Ever since Ferris Bueller hacked into his school’s computers and changed his number of sick days, in the 1980’s classic teenage day of hooky film, “Ferris Bueller’s Day Off,” students have broadly known about school security breaches.
But few students actually have the hacking skills necessary to pull off a cyber attack. It does happen, occasionally, changing grades or messing with school systems. The greater threat to schools, however, comes from outside cyber security threats.
Here’s what you need to know about the cyber attacks lurking in the classroom.
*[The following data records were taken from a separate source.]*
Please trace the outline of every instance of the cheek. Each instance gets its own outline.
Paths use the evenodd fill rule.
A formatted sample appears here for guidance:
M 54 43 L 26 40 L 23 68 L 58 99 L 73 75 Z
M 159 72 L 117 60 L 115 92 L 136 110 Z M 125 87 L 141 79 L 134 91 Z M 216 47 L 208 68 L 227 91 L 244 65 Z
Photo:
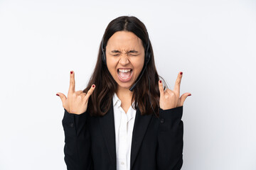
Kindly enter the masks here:
M 139 60 L 137 60 L 137 61 L 134 61 L 134 68 L 138 69 L 138 71 L 142 71 L 144 64 L 144 58 L 140 58 Z

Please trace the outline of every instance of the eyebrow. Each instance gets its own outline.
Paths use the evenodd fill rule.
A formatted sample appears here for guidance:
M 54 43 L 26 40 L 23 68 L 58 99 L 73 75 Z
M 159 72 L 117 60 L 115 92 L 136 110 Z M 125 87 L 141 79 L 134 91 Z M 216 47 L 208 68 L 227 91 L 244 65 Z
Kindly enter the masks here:
M 111 52 L 113 52 L 113 53 L 121 53 L 121 52 L 119 51 L 119 50 L 112 50 L 112 51 L 111 51 Z M 138 53 L 138 52 L 136 51 L 136 50 L 129 50 L 129 52 Z

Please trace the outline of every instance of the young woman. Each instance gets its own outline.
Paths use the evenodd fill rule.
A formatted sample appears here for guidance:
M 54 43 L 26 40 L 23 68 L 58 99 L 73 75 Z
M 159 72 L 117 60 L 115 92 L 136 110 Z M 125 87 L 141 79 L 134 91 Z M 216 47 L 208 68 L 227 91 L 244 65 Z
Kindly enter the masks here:
M 64 108 L 68 169 L 167 170 L 183 164 L 182 72 L 174 90 L 159 80 L 146 27 L 134 16 L 107 26 L 83 91 L 70 72 Z

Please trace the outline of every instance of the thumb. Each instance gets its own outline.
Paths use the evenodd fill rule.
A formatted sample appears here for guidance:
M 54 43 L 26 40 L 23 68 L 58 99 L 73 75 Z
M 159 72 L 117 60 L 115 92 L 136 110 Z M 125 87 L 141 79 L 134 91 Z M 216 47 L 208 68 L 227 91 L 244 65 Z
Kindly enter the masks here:
M 60 98 L 63 105 L 64 105 L 65 101 L 67 100 L 67 97 L 65 96 L 65 94 L 62 93 L 57 93 L 56 96 L 58 96 Z
M 186 93 L 186 94 L 183 94 L 183 95 L 181 95 L 181 96 L 180 97 L 180 102 L 179 102 L 180 103 L 179 103 L 178 106 L 183 106 L 186 98 L 189 96 L 191 96 L 191 94 L 190 93 Z

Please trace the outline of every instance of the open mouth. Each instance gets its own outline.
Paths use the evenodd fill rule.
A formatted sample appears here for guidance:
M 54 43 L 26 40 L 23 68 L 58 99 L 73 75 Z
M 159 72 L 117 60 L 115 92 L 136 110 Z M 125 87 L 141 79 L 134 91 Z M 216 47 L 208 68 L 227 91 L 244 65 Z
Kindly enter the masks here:
M 132 75 L 132 69 L 118 69 L 117 74 L 118 76 L 122 79 L 126 80 L 130 78 Z

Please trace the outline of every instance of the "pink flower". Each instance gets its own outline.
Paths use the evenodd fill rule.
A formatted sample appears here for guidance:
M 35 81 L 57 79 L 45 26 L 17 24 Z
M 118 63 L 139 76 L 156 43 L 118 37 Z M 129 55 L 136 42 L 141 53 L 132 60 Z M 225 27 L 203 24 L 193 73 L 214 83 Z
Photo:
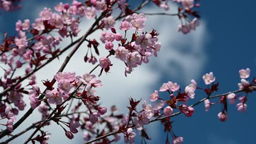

Massive Quantities of Personal Data
Personal data is worth money on the cyber black market. That’s why healthcare, utility companies, government offices, and schools are all targeted by cyber criminals. It’s not just about credit card numbers (which retailers might have, but many other targets do not). Some of the data that sells in the cyberverse includes:
- Social security numbers
- Dates of birth
- Names and addresses
- Driver’s license numbers
- Email addresses
- Health records
- Login information, such as access codes to school computers
When you look at it that way, you can see that schools actually have massive quantities of personal data about students and their parents.
The Extent of the Threat
Not only do school systems retain lots of data about students and families, but they also tend to have an astronomical number of devices connected to their systems. Classrooms have computers. Buildings have computer labs. Students have laptops, tablets, phones, and other devices all connected via wi-fi. Few businesses have anywhere near the number of connected devices in such a contained space as the average middle or high school.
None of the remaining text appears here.